Zinc and Selenium. Zinc- and Selenium-containing antioxidant proteins (such as superoxide dismutase and glutathione peroxidase) reduce reactive oxygen species (free radicals), which indirectly inhibits NF-κβ activity and prevents the production of several inflammatory enzymes and cytokines. Zinc can also inhibit NF-κβ in a more direct manner (Prasad 2009, Duntas 2009). Zinc supplementation is associated with decreases in inflammation in populations that are prone to zinc deficiency, such as children and the elderly (Kelishadi et al. 2010, Wong et al. 2011).
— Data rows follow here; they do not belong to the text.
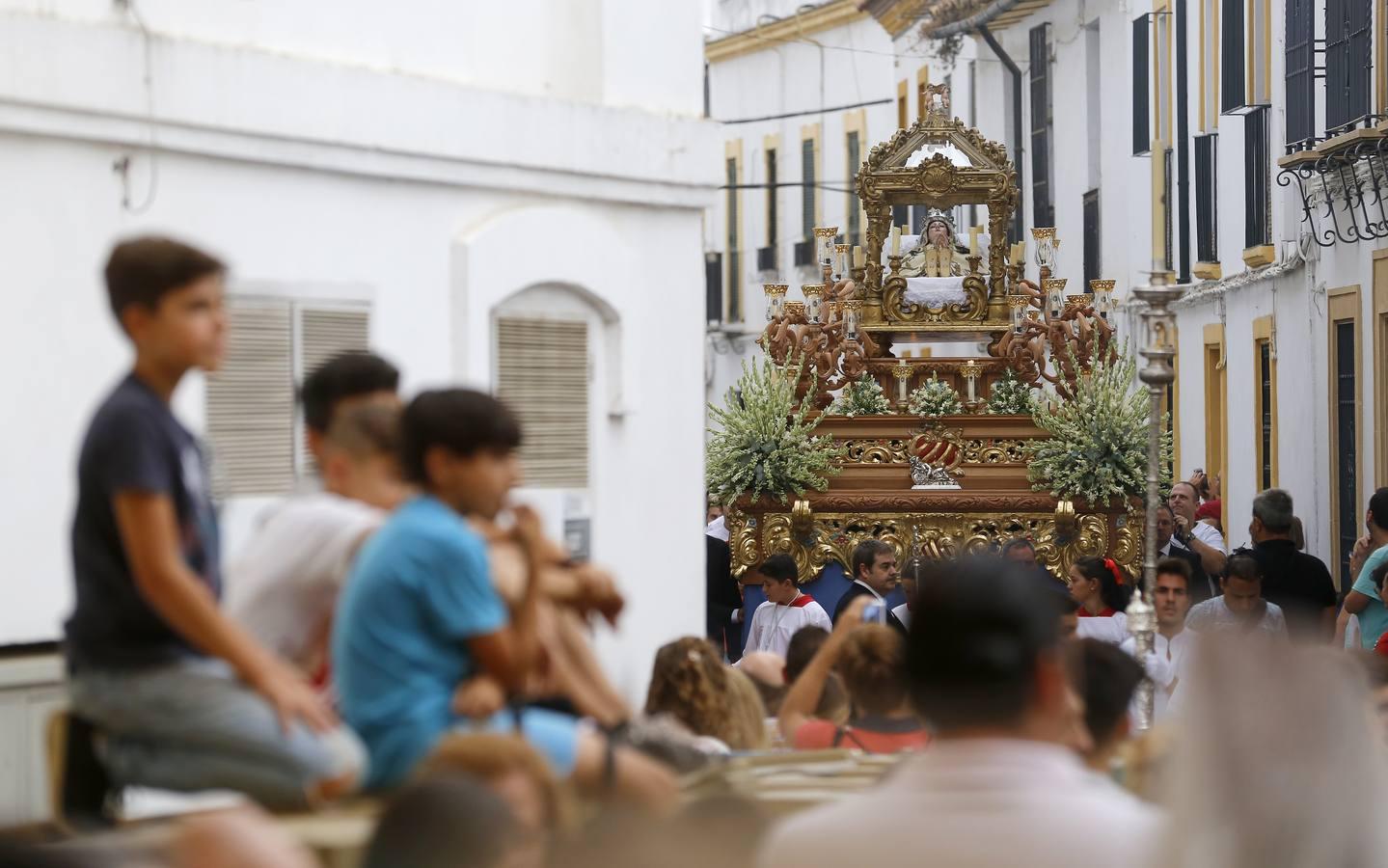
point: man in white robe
(786, 609)
(1166, 665)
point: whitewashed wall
(438, 158)
(844, 66)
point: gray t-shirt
(133, 445)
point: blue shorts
(552, 734)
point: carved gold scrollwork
(992, 450)
(742, 538)
(1128, 542)
(930, 535)
(973, 310)
(876, 451)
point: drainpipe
(1017, 122)
(1183, 154)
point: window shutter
(1141, 95)
(1207, 201)
(1233, 94)
(250, 401)
(734, 246)
(326, 332)
(1043, 211)
(543, 376)
(1301, 74)
(1257, 176)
Low level inflammation and circulating pro-inflammatory factors (CRP, TNF-α, IL-6, and IL-8) were reduced in elderly subjects by moderate zinc supplementation in several studies (Bao et al. 2010, Kahmann et al. 2008, Mariani et al. 2006). Like zinc, selenium deficiencies are common in chronic inflammatory states associated with disease (such as sepsis) (Maehira et al. 2002), where selenium supplementation has been associated with reductions in inflammation and better patient outcomes (Duntas 2009).